Templates and Exception Handling: Function/Class Templates, try-throw-catch and Common Exceptions

Templates: meaning and why needed

A template allows us to write a function/class once and use it for different data types.

Why needed:

• avoids writing duplicate code for int, float, double, etc.
• supports generic programming
• improves reusability and maintainability

Example idea: max(a,b) should work for int, float, double.

Function templates: concept and basic syntax

A function template is a generic function definition.

Basic syntax:

• template <class T> or template <typename T>
• T func(T a, T b) { ... }

When called with a specific type, compiler creates the real function.

Template type parameter and template instantiation

• T is a type parameter (placeholder).
• When you call template with int, compiler instantiates a version for int.

Important point: template code is generated at compile time.

Overloading templates (intro)

Templates can be overloaded like normal functions. If a non-template function matches better, compiler may prefer it.

For Sem 1, keep idea simple: “Templates can be overloaded and compiler chooses best match.”

Class templates: concept and basic syntax

A class template is a generic class.

Example idea:

• template<class T> class Box { T data; ... }

When used as Box<int>, it becomes a class storing int.

Why templates are useful (generic programming)

Templates:

• reduce code duplication
• allow type-safe generic code (better than macros)
• help build reusable data structures (stack, queue, list)

Exception handling: meaning

An exception is an abnormal situation that occurs during program execution (e.g., divide by zero, file open failure).

Exception handling is a mechanism to handle such errors gracefully without crashing the program.

This improves reliability and separates normal logic from error-handling logic.

Keywords: try, throw, catch

• try: block where exception may occur.
• throw: used to signal an exception.
• catch: handles the thrown exception.

Flow:

• if exception occurs in try, control jumps to matching catch.

Multiple catch blocks and catch-all

We can write multiple catch blocks for different exception types.

Catch-all:

• catch(...) catches any type of exception.

Order matters:

• catch more specific exceptions first.

Stack unwinding (simple idea)

When an exception is thrown, C++ searches for a matching catch. If it moves out of functions, destructors for local objects are called automatically.

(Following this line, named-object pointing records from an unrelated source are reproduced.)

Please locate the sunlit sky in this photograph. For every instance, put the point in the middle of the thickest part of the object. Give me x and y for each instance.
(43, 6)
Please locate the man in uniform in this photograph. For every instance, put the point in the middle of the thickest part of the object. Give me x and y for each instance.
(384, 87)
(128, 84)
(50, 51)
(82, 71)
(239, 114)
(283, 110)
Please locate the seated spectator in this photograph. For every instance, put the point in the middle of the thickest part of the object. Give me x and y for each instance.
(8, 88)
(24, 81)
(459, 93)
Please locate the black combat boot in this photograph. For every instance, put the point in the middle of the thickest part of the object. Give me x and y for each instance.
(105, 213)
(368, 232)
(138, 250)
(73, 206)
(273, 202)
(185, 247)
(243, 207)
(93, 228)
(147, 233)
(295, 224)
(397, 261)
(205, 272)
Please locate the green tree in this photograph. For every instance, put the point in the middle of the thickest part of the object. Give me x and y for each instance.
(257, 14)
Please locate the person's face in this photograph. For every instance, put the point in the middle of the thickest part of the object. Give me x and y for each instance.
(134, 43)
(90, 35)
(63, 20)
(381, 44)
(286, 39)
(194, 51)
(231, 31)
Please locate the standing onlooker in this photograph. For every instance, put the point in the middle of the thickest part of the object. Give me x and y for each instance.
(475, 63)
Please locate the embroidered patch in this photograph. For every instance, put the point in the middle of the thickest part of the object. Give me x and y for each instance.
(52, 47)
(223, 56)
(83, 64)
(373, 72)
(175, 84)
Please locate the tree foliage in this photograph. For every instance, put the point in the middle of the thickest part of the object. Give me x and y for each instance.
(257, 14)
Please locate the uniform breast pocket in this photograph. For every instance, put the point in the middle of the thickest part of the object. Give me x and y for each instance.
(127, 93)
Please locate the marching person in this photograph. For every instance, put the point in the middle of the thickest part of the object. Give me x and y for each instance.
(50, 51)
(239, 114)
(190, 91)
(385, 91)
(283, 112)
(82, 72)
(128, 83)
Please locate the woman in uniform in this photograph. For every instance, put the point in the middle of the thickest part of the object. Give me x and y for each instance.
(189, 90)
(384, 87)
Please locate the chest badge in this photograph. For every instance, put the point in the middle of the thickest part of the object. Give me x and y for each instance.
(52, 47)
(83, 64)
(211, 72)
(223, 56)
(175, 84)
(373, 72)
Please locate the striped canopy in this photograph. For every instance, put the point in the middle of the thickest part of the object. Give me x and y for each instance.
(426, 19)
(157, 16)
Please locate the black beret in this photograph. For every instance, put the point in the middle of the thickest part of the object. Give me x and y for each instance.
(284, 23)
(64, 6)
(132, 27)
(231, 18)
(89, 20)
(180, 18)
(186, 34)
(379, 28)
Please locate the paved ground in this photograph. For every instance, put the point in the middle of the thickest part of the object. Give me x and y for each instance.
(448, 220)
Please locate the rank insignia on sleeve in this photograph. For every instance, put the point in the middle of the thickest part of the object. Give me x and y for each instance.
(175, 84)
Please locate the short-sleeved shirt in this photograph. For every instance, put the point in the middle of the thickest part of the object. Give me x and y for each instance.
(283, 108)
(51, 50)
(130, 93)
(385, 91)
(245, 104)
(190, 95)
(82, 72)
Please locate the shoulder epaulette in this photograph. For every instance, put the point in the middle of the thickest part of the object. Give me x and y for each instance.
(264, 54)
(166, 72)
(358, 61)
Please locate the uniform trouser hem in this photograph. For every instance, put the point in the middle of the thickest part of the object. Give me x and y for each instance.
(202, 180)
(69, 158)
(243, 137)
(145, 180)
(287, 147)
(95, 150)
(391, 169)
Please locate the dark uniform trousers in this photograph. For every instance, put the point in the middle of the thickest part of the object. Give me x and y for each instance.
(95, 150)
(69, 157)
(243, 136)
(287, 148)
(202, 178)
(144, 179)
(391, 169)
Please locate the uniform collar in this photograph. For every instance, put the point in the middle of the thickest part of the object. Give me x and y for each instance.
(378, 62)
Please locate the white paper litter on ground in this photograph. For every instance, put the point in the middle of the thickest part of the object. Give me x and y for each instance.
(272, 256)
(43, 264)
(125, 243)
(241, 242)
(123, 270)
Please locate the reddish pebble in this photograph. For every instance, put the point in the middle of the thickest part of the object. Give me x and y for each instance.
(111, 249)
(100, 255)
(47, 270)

This process is called stack unwinding.

Common exceptions (practical examples)

Common situations:

• divide by zero
• invalid input
• array index out of range (logical handling)
• memory allocation failure (bad_alloc in advanced cases)

In Sem 1, focus on understanding try/throw/catch and writing a small flow.

Best practices in exception handling

• throw meaningful types/values (not random numbers)
• keep try blocks small
• catch specific exceptions before catch-all
• do not ignore exceptions silently
• use cleanup (or RAII concepts later)

Common mistakes

• writing catch(...) before specific catch blocks.
• throwing exceptions but not catching them.
• using exception handling as normal control flow (bad practice).

Mini tables/flowcharts for exam answers

Templates quick table

Exception handling flow

Normal code → try block
     ↓ exception occurs
throw exception → search matching catch → handle → continue/exit

Multiple catch order

catch(specific) → catch(less specific) → catch(...)

Quick Recap (1-minute revision)

• Templates help write generic code (function/class templates).
• Compiler instantiates template for specific types.
• Exception handling uses try-throw-catch.
• Multiple catch blocks: specific first, catch-all last.
• Stack unwinding calls destructors during exception propagation.